Il labirinto del silenzio di Giulio Ricciarelli può essere la sorpresa dell’anno: la Germania ha deciso di candidarlo agli Oscar come Miglior film straniero, la pellicola è entrata nella shortlist e in molti lo danno in predicato di vincere. Ha sicuramente tutte le caratteristiche (tema del film e classicismo nella rappresentazione) per appassionare la platea dell’Academy. Da qui a considerarlo un capolavoro però ce ne corre. Il regista è al suo esordio in un lungometraggio ed è di origini italianissime, ma il film è interamente prodotto in terra tedesca.

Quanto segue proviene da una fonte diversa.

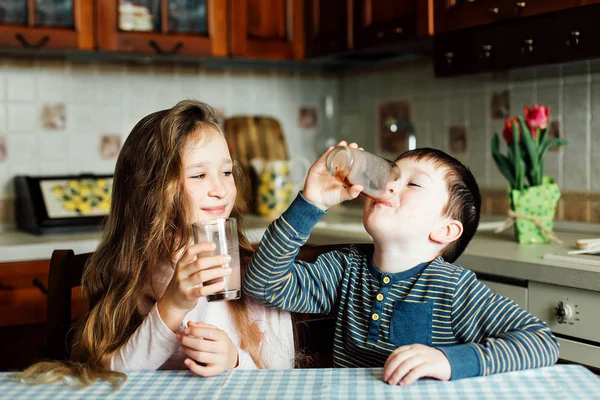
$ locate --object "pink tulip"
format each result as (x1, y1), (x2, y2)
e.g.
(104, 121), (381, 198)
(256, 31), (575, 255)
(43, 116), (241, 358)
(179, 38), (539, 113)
(525, 104), (550, 133)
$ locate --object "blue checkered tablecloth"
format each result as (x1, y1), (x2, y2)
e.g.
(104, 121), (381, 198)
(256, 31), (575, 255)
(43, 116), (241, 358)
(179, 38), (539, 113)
(0, 365), (600, 400)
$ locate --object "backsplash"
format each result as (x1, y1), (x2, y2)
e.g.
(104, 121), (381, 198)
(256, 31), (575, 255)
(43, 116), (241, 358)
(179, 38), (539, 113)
(0, 58), (338, 223)
(340, 61), (600, 222)
(0, 58), (600, 224)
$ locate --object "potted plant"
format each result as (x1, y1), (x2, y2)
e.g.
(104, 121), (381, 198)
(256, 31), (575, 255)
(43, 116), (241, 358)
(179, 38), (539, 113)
(491, 105), (567, 244)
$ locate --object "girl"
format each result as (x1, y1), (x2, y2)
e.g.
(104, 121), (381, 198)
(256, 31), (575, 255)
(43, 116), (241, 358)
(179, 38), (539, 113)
(20, 100), (294, 385)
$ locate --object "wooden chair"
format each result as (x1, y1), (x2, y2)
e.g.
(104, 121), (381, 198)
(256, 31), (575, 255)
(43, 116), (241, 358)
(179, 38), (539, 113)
(46, 244), (370, 368)
(46, 250), (92, 360)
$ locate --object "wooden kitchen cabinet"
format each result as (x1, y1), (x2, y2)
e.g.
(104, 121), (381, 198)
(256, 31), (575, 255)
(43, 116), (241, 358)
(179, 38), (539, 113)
(353, 0), (433, 49)
(0, 0), (94, 50)
(0, 260), (87, 327)
(433, 0), (503, 35)
(434, 3), (600, 76)
(434, 0), (588, 33)
(96, 0), (228, 57)
(304, 0), (352, 57)
(229, 0), (306, 59)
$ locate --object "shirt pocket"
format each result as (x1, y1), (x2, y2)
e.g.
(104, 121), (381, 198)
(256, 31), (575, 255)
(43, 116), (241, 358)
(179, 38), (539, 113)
(389, 300), (433, 347)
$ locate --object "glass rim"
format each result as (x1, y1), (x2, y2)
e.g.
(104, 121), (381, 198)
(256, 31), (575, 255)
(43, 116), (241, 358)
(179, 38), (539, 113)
(192, 217), (236, 226)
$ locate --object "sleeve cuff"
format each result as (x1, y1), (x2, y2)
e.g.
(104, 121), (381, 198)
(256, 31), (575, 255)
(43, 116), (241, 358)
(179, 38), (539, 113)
(282, 192), (326, 236)
(234, 347), (256, 369)
(436, 343), (482, 380)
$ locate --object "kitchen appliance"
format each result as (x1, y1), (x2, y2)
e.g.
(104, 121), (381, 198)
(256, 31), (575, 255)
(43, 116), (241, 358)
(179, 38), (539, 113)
(14, 174), (112, 234)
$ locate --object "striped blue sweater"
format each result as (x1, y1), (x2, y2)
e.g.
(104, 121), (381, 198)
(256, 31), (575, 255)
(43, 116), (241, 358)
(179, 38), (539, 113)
(244, 195), (559, 379)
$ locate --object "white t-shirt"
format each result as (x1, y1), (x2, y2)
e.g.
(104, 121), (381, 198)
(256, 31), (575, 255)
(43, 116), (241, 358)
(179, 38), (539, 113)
(110, 265), (294, 372)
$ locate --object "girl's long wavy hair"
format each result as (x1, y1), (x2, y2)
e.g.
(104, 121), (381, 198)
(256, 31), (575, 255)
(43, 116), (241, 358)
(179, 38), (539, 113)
(17, 100), (264, 386)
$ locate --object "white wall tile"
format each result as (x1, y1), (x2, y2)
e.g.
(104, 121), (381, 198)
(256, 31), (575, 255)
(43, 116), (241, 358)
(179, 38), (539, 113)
(591, 151), (600, 190)
(0, 163), (14, 197)
(0, 103), (7, 133)
(7, 103), (36, 134)
(36, 60), (68, 103)
(563, 82), (600, 151)
(37, 132), (69, 164)
(564, 149), (589, 190)
(98, 65), (125, 107)
(66, 64), (100, 105)
(6, 75), (36, 101)
(6, 135), (40, 165)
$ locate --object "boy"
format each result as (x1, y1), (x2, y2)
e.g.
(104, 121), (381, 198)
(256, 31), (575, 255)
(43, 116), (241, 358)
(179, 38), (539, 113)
(244, 142), (558, 385)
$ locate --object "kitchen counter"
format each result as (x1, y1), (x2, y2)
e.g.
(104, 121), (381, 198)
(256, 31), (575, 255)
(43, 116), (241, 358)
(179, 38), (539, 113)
(0, 210), (600, 291)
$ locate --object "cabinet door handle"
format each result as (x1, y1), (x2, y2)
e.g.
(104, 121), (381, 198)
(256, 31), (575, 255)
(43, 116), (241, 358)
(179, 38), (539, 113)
(15, 33), (50, 49)
(567, 31), (581, 47)
(31, 278), (48, 295)
(515, 1), (527, 16)
(479, 44), (492, 60)
(444, 51), (454, 65)
(521, 39), (534, 54)
(148, 40), (183, 55)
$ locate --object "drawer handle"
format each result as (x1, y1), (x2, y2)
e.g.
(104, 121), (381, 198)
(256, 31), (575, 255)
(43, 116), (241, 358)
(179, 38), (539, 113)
(31, 278), (48, 295)
(567, 31), (581, 47)
(479, 44), (492, 60)
(444, 51), (454, 65)
(148, 40), (183, 55)
(556, 301), (573, 324)
(15, 33), (50, 49)
(521, 39), (534, 54)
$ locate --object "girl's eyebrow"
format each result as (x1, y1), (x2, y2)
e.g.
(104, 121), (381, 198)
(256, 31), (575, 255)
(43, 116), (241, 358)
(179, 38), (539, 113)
(187, 158), (233, 169)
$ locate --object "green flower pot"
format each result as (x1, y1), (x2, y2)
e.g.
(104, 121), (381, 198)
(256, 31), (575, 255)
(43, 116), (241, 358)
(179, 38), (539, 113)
(509, 176), (560, 244)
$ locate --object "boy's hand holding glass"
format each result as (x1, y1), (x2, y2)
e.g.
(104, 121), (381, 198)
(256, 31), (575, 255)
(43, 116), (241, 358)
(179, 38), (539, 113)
(158, 242), (231, 331)
(302, 141), (363, 210)
(383, 344), (452, 386)
(177, 321), (238, 376)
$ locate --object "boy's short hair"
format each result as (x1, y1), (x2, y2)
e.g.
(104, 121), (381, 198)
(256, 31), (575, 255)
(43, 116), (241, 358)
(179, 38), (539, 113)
(396, 147), (481, 263)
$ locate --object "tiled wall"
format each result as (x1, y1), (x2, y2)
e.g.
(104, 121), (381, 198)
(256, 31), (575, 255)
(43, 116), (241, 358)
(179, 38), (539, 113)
(0, 54), (600, 224)
(340, 61), (600, 222)
(0, 58), (338, 224)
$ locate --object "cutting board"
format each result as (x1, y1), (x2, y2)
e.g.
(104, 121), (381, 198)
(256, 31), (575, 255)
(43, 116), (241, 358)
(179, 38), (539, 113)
(225, 115), (289, 212)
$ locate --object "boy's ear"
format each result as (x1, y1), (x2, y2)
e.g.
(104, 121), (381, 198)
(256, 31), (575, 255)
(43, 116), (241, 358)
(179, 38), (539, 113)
(429, 219), (463, 244)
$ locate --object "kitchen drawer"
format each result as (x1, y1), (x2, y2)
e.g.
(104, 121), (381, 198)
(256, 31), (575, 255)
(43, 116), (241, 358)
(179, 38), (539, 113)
(479, 279), (527, 310)
(529, 282), (600, 343)
(558, 338), (600, 373)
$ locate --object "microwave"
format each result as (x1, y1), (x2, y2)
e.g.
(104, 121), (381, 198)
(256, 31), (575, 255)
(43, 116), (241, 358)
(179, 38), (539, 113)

Germania 1958, nel pieno del miracolo economico nessuno ha voglia di ricordare i tempi del nazismo. Il giovane procuratore Johann Radmann si imbatte in alcuni documenti che lo aiutano a dare il via al processo contro alcuni importanti personaggi pubblici che avevano prestato servizio ad Auschwitz. La scoperta degli orrori del passato e l’ostilità che avverte nei suoi confronti portano Johann vicino all’esaurimento. Grazie al supporto del pubblico ministero generale Frits Bauer, esce da questo drammatico labirinto.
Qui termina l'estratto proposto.